A strike could have an almost immediate impact on supplies of perishable imports such as bananas, for example. The ports that could be affected by the strike handle 3.8 million metric tons of bananas each year, or 75% of the nation’s supply, according to the American Farm Bureau Federation.
Americans could also face higher prices as retailers feel the supply squeeze.
“If the strikes go ahead, they will cause enormous delays across the supply chain, a ripple effect which will no doubt roll into 2025 and cause chaos across the industry,” noted Jay Dhokia, founder of supply chain management and logistics firm Pro3PL.
Dhokia added that East Coast ports aren’t the only ones at risk for disruption, as concern leading up to the strike has already diverted many shipments out West, adding to route congestion and more pressure on demand. Impacts will also be felt internationally — particularly in places such as the United Kingdom, he said, where the U.S. is its largest trading partner.
In addition to higher wages, ILA members want a total ban on the automation of cranes, gates and container-moving trucks used in the loading or unloading of freight.
A strike by the ILA workers — set to impact ports from Maine to Texas — would be the first by the union since 1977. West Coast dockworkers belong to a different union and aren’t involved in the strike.
If a strike were deemed a danger to U.S. economic health, President Joe Biden could, under the 1947 Taft-Hartley Act, seek a court order for an 80-day cooling-off period. That would suspend the strike.
What role is Biden playing?
All eyes were on what, if any, action the administration might take — particularly just weeks ahead of a tight presidential election.
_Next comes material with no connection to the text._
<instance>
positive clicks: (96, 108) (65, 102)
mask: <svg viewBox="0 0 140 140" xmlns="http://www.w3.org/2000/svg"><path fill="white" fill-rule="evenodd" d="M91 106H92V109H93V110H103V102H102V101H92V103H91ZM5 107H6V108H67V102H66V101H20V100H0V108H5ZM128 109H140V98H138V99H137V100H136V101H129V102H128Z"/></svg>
But Biden has signaled that he will not exercise this power.
During an exchange with reporters Sunday, Biden said “no” when asked if he planned to intervene in the potential work stoppage.
“Because it’s collective bargaining, I don’t believe in Taft-Hartley,” he said.
NewsNation political contributor Scott Bolden said Biden was likely “keeping his fingers crossed.”
“I think behind the scenes, Biden is pushing hard on both sides and basically telling the union: ‘Don’t make me do this,'” Bolden said during an appearance on NewsNation’s “The Hill.“
A White House official said that at Biden’s direction, the administration has been in regular communication with the ILA and the alliance to keep the negotiations moving forward. The president directed Chief of Staff Jeff Zients and National Economic Council Director Lael Brainard to convene the alliance’s board members Monday afternoon and urge them to resolve the dispute fairly and quickly — in a way that accounts for the success of shipping companies in recent years and contributions of union workers.